Заспанный и весь какой-то измятый, дежурный фельдшер Соломатин, который неделю назад отправил контейнер на материк и со дня на день ожидал билетов до Киева, хоть и слыхал, что где-то в «шанхае» девушка на сносях, но в дежурство свое последнее роды принимать не жаждал. Пока такая же измятая, однако ж, сердечная по природе своей и женской солидарности сестричка из чукчей Валентина Эттувье спешно готовила операционную, фельдшер сперва заполнял бланки, затем недовольно щупал пальцами с рыжей шерстью Евражкин живот, измерял пульс черной манжеткой, градусником – температуру вздрагивающего тела. Схватки начались у Евражки еще в вездеходе. В больничке прибавили. Ребенок изготовился к выходу и теперь давил головой вперед, раздвигая кости материнского таза, раздирая материнскую плоть. Евражка уже выла в голос, когда Соломатин завел ее в одном исподнем в операционную. И запер за собой дверь, пригрозив мужу вытолкать того на мороз, если станет вякать и мешаться.

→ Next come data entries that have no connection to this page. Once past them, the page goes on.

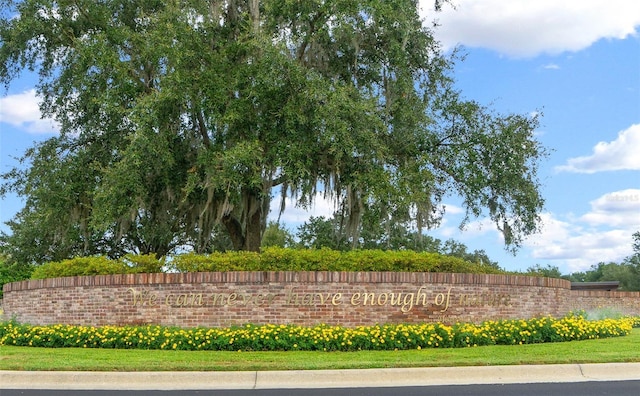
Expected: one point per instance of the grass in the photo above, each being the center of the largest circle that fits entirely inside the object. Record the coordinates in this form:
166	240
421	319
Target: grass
619	349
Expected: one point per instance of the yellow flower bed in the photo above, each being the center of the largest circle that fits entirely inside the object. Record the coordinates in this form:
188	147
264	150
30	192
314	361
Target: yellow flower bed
318	338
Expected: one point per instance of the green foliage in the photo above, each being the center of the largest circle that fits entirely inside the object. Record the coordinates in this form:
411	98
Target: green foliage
318	338
548	271
80	266
12	272
278	259
276	235
180	120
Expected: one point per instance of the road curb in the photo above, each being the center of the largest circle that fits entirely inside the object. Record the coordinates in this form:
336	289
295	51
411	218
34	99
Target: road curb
309	379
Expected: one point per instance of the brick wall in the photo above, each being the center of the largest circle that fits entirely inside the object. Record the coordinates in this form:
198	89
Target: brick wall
306	298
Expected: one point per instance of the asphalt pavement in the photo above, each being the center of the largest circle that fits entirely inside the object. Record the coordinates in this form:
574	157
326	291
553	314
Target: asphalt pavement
314	379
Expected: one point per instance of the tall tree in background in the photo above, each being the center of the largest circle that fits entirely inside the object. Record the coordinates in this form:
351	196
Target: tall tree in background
181	118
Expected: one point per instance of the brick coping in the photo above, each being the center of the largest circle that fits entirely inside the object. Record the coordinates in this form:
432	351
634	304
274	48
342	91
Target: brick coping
266	277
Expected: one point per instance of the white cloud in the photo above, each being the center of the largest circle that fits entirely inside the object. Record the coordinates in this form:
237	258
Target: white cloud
617	209
576	248
525	28
22	111
604	234
293	215
620	154
573	243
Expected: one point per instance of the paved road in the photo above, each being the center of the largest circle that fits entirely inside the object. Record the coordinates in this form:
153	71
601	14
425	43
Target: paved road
614	388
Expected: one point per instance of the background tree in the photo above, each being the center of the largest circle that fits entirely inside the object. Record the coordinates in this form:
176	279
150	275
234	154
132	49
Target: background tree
276	235
181	116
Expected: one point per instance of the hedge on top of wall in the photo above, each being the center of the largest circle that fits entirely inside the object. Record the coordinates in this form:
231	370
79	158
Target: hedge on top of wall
270	259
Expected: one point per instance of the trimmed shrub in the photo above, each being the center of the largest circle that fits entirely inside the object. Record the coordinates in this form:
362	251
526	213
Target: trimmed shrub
80	266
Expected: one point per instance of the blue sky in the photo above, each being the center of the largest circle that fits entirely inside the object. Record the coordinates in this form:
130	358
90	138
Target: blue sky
576	61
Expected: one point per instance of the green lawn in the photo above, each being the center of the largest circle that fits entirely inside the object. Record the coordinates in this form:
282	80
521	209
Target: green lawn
619	349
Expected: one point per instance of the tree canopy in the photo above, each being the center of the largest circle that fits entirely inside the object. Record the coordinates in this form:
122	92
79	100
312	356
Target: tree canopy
182	120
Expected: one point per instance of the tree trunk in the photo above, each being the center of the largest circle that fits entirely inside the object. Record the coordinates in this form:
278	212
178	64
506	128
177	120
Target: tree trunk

Несколько времени Кит сидел на драном дерматиновом стуле в гулком коридоре с беспрестанно жужжащей дросселем и вздрагивающей вспышками газа люминесцентной лампой. Прямо перед ним иссохшие ошметки масляной краски на стене мерещились то профилем гадкой старухи, то летящей кайрой, то мордой нерпы. За дверью операционной уже где-то совсем далеко сердито кричал фельдшер и выла Евражка. Выла все протяжней. Все отчаянней. Так что сердце рвалось из груди и все никак не могло разорваться. И чтобы не рехнуться от ее криков, он опрометью бросился в пургу. Там, на темном больничном крыльце под яичной болтушкой заиндевевшего фонаря, ветер толкался в дверь, швырял ледяным крошевом, валил с ног. И выл, выл, словно пурга обрела теперь голос Евражки.